Critical RF/Microwave Considerations
Jason Dunlap has more than 15 years of experience designing RF and Microwave PC boards. He has done designs for notable companies such as, Anritsu, Agilent Technologies, NetworkFab, and military contractors.
Field solvers, ADS simulator and other software gives the RF engineer the answer to complicated and theoretical considerations needed to do circuit board layout correctly, but ultimately the PCB designer must have the skill and know-how to implement the engineer’s requirements. As in the circuit board shown below, removal of the solder resist material was necessary. Solder resist material can cause losses. This was also done in order to mask off certain areas to aid in troubleshooting and soldering on more components during RF optimization of the prototype.

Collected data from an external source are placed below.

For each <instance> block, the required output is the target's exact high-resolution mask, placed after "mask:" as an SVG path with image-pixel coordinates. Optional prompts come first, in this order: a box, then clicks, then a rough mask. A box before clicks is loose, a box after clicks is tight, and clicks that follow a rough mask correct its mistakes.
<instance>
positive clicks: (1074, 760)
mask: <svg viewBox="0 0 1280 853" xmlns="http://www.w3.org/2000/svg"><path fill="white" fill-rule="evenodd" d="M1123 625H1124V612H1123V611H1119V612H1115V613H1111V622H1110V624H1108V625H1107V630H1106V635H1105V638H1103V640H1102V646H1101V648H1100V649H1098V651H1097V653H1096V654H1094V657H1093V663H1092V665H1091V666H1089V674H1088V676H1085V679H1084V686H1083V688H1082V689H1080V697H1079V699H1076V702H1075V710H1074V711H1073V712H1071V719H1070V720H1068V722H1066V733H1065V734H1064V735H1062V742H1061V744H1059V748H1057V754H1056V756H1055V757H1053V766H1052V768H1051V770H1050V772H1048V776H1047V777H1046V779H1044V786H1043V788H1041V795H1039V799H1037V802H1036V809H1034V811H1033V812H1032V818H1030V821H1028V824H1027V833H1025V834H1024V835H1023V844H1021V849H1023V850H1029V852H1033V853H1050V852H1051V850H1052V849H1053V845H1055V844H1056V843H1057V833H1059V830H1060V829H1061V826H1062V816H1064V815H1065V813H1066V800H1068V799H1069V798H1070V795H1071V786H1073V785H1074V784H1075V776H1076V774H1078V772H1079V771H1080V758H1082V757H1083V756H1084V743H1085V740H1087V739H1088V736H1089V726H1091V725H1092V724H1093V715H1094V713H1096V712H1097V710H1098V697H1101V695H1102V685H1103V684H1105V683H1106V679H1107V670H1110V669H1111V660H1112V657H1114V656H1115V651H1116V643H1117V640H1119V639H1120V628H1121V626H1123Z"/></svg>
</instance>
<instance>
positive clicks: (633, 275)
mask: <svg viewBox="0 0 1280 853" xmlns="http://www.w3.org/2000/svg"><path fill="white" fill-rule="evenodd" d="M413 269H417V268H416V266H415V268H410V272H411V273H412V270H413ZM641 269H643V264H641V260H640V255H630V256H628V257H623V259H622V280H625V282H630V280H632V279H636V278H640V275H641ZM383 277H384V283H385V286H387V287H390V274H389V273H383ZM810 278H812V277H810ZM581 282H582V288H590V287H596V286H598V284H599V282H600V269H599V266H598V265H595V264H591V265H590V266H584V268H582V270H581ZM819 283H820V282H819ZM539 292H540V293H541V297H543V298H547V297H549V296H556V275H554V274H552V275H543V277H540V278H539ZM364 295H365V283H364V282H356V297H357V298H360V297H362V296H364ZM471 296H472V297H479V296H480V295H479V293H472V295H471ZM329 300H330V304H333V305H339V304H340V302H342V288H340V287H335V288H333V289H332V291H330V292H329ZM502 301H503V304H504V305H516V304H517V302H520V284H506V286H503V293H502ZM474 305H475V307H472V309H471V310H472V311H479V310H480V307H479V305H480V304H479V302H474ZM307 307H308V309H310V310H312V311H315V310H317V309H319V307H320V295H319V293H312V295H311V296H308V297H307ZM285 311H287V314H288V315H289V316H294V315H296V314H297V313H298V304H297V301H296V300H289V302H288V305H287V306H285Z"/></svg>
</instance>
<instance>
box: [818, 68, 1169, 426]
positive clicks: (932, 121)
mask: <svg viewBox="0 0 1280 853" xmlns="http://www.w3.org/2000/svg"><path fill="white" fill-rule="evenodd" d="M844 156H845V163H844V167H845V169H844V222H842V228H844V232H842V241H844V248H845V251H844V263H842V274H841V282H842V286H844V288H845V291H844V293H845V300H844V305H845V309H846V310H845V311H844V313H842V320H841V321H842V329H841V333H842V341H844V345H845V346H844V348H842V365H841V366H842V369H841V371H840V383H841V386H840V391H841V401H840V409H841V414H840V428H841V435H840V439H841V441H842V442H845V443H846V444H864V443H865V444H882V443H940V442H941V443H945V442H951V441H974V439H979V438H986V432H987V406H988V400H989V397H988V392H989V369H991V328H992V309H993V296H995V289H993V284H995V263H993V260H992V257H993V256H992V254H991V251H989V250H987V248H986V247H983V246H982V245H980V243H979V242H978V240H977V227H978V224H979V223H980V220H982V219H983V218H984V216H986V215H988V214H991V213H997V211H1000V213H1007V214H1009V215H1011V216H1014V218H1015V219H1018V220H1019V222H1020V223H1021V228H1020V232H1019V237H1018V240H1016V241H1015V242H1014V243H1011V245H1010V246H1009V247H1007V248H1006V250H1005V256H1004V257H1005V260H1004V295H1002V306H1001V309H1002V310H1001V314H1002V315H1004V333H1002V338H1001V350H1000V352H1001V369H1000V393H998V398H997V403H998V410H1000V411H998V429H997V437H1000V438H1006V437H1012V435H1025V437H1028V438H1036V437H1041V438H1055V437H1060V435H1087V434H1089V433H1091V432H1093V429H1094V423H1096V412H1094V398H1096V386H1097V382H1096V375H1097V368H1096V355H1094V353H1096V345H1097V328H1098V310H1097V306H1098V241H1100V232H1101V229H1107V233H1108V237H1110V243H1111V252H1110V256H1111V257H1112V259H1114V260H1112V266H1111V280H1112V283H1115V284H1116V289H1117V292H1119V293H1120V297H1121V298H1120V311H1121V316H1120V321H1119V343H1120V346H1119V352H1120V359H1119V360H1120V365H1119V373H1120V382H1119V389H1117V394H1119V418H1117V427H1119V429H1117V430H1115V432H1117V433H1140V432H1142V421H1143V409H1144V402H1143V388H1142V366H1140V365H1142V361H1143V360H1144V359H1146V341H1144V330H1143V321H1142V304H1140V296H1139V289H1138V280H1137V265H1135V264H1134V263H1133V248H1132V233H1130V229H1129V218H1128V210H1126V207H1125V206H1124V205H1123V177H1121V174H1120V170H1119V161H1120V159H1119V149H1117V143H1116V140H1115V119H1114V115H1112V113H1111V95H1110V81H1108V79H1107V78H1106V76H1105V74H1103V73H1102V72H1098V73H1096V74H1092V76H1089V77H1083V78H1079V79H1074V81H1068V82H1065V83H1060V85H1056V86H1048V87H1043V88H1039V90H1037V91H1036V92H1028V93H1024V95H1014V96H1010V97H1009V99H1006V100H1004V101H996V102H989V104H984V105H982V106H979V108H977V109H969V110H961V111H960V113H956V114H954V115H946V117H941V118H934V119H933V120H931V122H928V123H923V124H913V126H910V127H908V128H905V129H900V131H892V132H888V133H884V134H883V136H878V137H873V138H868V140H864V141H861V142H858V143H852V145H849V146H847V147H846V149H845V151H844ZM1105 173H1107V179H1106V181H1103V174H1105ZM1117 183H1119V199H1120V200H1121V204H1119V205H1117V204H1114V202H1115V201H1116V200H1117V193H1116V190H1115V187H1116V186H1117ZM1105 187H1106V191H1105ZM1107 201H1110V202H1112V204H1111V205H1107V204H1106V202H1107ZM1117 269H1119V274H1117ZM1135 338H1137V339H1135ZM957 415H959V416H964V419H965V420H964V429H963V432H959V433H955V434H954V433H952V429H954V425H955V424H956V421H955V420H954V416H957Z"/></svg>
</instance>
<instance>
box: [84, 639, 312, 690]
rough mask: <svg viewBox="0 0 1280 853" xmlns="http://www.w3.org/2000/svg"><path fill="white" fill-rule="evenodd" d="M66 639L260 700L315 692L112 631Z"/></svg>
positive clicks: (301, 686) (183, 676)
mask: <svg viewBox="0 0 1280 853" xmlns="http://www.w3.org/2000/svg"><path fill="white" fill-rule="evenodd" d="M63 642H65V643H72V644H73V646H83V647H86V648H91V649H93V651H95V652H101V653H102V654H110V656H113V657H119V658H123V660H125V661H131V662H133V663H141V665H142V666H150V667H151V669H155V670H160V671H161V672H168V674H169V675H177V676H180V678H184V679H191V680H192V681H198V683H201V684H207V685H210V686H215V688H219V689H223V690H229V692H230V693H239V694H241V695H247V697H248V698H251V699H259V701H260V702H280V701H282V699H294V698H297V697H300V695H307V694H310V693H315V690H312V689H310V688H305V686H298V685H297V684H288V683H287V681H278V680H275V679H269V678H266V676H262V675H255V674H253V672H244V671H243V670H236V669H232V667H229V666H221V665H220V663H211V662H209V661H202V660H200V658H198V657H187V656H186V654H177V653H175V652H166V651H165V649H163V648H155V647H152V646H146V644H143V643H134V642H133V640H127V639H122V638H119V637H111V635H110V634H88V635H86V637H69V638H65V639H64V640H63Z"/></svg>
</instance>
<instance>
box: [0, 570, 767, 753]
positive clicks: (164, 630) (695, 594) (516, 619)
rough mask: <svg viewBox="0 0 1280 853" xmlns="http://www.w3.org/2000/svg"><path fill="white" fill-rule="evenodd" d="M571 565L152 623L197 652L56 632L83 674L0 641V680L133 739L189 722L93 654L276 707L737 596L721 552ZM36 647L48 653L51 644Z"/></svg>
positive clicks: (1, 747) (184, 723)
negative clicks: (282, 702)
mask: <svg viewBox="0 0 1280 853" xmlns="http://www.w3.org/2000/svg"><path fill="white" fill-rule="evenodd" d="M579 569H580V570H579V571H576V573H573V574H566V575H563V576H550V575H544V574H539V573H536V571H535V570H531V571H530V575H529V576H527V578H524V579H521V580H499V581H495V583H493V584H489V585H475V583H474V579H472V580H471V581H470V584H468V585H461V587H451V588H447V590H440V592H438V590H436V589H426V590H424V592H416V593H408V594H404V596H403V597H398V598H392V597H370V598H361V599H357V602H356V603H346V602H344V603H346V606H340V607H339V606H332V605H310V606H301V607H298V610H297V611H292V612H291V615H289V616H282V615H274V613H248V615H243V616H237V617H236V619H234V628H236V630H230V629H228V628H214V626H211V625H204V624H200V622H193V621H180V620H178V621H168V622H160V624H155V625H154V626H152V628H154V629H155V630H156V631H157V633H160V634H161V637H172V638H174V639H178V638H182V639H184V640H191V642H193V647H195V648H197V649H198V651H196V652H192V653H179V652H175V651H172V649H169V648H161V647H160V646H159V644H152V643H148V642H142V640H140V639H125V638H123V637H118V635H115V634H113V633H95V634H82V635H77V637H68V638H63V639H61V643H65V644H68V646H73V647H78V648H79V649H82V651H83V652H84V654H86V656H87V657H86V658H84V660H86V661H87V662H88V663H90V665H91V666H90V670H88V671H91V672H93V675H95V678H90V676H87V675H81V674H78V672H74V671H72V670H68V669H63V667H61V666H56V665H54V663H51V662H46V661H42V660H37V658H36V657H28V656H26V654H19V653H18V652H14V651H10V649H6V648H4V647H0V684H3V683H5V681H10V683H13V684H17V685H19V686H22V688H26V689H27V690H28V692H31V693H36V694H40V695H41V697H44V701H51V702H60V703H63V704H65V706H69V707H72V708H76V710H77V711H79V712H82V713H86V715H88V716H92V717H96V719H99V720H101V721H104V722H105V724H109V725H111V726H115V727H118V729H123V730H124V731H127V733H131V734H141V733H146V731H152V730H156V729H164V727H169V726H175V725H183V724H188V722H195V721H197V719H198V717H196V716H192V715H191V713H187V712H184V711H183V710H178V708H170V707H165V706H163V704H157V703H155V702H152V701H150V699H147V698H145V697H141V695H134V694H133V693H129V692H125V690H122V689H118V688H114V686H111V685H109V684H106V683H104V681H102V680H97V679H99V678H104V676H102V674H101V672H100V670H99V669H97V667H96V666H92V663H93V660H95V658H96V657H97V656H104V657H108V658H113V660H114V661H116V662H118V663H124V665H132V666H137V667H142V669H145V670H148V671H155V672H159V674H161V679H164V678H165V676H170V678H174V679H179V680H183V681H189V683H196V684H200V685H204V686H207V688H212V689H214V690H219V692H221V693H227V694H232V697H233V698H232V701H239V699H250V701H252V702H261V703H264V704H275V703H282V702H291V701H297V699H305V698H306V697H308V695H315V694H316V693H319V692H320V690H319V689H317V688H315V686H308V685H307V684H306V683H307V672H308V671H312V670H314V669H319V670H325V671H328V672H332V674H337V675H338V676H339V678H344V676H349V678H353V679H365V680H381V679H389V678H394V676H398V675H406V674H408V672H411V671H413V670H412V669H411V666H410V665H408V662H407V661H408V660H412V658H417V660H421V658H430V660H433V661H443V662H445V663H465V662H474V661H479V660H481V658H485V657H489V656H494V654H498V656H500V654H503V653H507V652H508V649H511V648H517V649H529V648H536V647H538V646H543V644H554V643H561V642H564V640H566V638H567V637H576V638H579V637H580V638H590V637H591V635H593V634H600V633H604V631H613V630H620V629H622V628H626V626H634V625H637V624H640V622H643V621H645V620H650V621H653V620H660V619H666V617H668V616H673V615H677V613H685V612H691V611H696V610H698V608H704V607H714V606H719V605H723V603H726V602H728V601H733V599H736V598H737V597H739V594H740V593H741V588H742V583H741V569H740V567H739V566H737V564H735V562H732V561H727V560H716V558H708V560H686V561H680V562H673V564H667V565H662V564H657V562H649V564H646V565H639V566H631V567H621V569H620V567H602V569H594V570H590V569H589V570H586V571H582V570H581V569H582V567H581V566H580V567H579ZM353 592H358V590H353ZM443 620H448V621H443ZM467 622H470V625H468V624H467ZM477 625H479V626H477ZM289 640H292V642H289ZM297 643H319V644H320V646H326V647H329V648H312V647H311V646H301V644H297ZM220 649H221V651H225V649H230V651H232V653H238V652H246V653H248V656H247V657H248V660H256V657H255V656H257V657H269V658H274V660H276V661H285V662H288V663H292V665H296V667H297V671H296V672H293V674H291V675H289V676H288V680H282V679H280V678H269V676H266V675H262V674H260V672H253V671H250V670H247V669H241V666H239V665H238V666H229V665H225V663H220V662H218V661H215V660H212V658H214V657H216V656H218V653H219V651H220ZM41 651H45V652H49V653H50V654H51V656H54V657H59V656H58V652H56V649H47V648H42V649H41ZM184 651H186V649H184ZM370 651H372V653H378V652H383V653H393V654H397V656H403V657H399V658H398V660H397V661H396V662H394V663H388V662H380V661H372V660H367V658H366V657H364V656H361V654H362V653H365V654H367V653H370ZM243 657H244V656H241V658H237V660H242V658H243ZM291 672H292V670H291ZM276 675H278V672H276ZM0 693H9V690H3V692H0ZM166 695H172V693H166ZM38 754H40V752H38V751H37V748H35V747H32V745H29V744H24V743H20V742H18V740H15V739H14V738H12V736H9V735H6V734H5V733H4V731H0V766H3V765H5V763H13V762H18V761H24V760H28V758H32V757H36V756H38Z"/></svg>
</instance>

On these two RF designs, via arrays that followed the high frequency traces were placed, in order to minimize noise, loss, and prevent any induced noise from power supplies and ground planes. Each engineer has their own theories as to the best approach in using via patterns, and via sizes. In some cases, coaxial via patterns work best.

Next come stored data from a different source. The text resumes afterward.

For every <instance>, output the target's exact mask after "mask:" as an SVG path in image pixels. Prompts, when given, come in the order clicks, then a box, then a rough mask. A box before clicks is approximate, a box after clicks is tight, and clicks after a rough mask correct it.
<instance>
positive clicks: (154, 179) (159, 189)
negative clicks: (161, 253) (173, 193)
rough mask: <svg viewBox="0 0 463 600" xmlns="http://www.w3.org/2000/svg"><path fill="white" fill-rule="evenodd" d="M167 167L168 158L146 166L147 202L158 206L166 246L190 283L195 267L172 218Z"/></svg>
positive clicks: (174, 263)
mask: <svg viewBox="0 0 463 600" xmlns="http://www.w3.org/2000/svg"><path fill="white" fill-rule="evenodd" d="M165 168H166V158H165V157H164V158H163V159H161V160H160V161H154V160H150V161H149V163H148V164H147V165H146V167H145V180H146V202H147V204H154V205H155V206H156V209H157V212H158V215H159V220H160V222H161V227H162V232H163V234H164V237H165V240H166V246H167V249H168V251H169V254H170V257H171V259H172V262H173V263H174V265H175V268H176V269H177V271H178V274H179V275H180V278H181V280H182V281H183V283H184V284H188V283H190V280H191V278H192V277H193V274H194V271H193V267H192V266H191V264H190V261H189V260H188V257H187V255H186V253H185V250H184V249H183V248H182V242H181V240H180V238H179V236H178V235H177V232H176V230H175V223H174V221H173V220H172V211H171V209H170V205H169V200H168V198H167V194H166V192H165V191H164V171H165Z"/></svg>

We know to ask the right questions, in order to be sure we are designing to your standards, and not our own. Using desktop sharing, your engineer can show the designer exactly how they want it, just as if they were sitting beside them.

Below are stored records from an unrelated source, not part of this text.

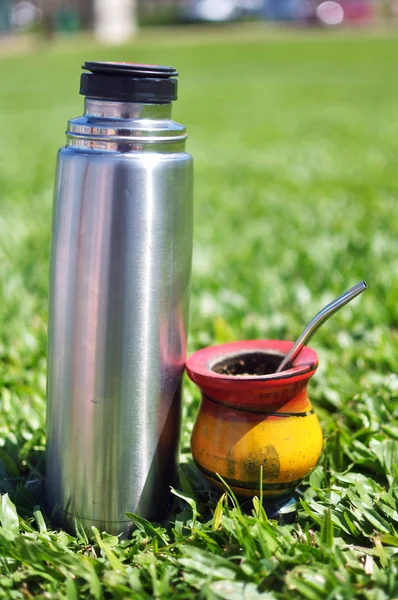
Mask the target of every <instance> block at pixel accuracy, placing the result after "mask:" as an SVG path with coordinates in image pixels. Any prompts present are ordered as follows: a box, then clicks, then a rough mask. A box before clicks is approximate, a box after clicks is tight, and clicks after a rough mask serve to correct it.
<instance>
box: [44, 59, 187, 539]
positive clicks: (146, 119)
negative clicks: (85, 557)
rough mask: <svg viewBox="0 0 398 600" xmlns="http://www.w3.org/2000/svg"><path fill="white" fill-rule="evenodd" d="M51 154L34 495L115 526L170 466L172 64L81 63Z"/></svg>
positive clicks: (170, 402) (181, 160)
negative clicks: (67, 117) (39, 429)
mask: <svg viewBox="0 0 398 600" xmlns="http://www.w3.org/2000/svg"><path fill="white" fill-rule="evenodd" d="M84 69H86V70H87V71H89V72H88V73H84V74H82V78H81V88H80V92H81V94H83V95H84V96H85V113H84V116H82V117H78V118H76V119H72V120H71V121H69V124H68V131H67V145H66V146H65V147H64V148H62V149H61V150H60V152H59V155H58V167H57V178H56V187H55V199H54V213H53V231H52V247H51V273H50V307H49V348H48V384H47V389H48V393H47V398H48V400H47V402H48V409H47V472H46V499H47V503H48V506H49V507H50V508H51V509H52V510H54V507H55V512H56V513H58V514H59V515H60V517H61V522H62V523H63V524H64V525H66V526H69V527H71V526H73V521H74V518H75V517H79V518H80V519H81V521H82V523H83V525H84V526H85V527H86V528H88V529H89V528H90V526H91V525H95V526H96V527H98V528H99V529H106V530H107V531H109V532H110V533H119V532H124V533H126V532H128V531H129V527H130V523H129V521H128V519H127V517H126V511H130V512H133V513H137V514H139V515H141V516H144V517H146V518H149V519H152V518H160V517H161V516H162V515H163V514H164V512H165V510H166V508H167V502H168V491H169V487H170V485H171V484H172V483H173V479H174V477H175V473H176V461H177V452H178V437H179V425H180V391H181V376H182V372H183V368H184V362H185V342H186V333H187V318H188V302H189V284H190V272H191V253H192V157H191V156H190V155H189V154H187V153H186V152H185V140H186V132H185V128H184V127H183V126H182V125H179V124H178V123H175V122H174V121H172V120H171V102H172V101H173V100H175V99H176V97H177V94H176V92H177V81H176V79H175V76H176V75H177V73H176V71H175V69H173V68H171V67H162V66H157V65H134V64H131V63H86V64H85V66H84Z"/></svg>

This design required special attention to via placement and the use of blind vias because only ground vias were allowed to penetrate to the bottom layer. The bottom layer was attached to a heat sink. Therefore, signal vias were blind vias so they wouldn’t short to the heat sink. Another, less costly solution could have been to map the vias, and back drill those vias that were not ground nets.
High frequency RF designs require special attention to details, and the designer needs to work closely with the RF engineer in order to follow all instructions. Most RF designs are 100% hand-routed.
RF designs often require special attention to impedance controlled stackups. We often suggest mixed materials such as Rogers 4003 and FR408. In high-layer count designs, some creativity may be required to meet desired trace widths, where adjacent layers are very close. Finally, your designer will place comprehensive notes on the fabrication drawing and instruct the manufacturer about special requirements.